Para Leonardo Paes, pesquisador do Núcleo de Prospecção e Inteligência Internacional da FGV, a fala de Guedes é “descolada da realidade”.
"Parece que a França está preocupada em perder o Brasil, mas é o contrário. A França poderia comprar mais do Brasil, e nós deveríamos estar preocupados com isso."
De janeiro a julho, o Brasil exportou US$ 1,8 bilhão para a França e importou US$ 2,8 bilhões daquele país, o que resulta em um déficit para o lado brasileiro de cerca de US$ 1 bilhão.
Os principais produtos embarcados ao mercado francês foram farelo de soja, celulose, minério de ferro e café. Entre os itens importados, motores e produtos químicos.
José Augusto de Castro, presidente da Associação de Comércio Exterior do Brasil (AEB), pondera que ver a Europa como “irrelevante” é incompetência do Brasil:
"É culpa do Brasil, que só exporta commodities. Não temos preço para exportar manufaturados. Seria preciso reduzir o custo Brasil, e isso aumentaria a base de exportação. Em commodities, não temos controle sobre preço. Na manufatura, a competitividade traz valor agregado."
Maior empregador
A posição “não institucional” do governo Bolsonaro, como define Niemeyer, do Ibmec-RJ, bate também na captação de investimento estrangeiro direto ao país, recursos que geram emprego, renda e estruturação industrial.
Em 2020, segundo os dados mais recentes do Banco Central, a França foi o terceiro país em investimento estrangeiro direto no Brasil, com US$ 32,3 bilhões, atrás de EUA, com US$ 123,9 bilhões, e Espanha, com US$ 58,2 bilhões. A China figura em sexto, com US$ 22,6 bilhões.
As empresas francesas são ainda o maior empregador estrangeiro no Brasil, segundo informação publicada pelo site da Câmara de Comércio França-Brasil (CCFB), citando a rádio francesa RFI. Já o acordo de livre comércio entre o Mercosul e a UE, proposto em 2019, está parado.

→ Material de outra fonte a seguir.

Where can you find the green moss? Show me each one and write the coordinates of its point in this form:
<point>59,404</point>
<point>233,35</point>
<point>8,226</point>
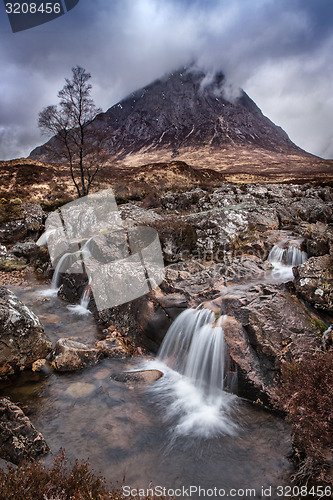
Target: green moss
<point>16,201</point>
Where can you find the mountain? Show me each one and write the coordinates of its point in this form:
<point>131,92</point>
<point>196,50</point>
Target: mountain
<point>191,116</point>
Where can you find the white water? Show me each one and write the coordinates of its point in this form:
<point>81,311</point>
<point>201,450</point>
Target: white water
<point>194,360</point>
<point>284,259</point>
<point>64,263</point>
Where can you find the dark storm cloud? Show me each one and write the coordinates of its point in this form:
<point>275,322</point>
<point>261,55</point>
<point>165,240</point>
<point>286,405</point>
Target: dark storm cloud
<point>279,52</point>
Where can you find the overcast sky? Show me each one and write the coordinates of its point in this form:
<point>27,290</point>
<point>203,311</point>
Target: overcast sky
<point>279,51</point>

Procurada, a Embaixada da França no Brasil não comentou. Guedes, para os especialistas, deve ficar sem uma resposta do governo francês.
"Os franceses devem ficar quietos. Estão olhando as eleições. Os dois países têm uma relação de muitos anos, não vale mexer nisso pela fala de um ministro no fechar das cortinas desse governo", diz Paes. "Se (Bolsonaro) ganhar, a França se reposicionaria, com postura mais fria e distante."
A Representação da União Europeia e a CCFB não responderam até o fechamento desta edição.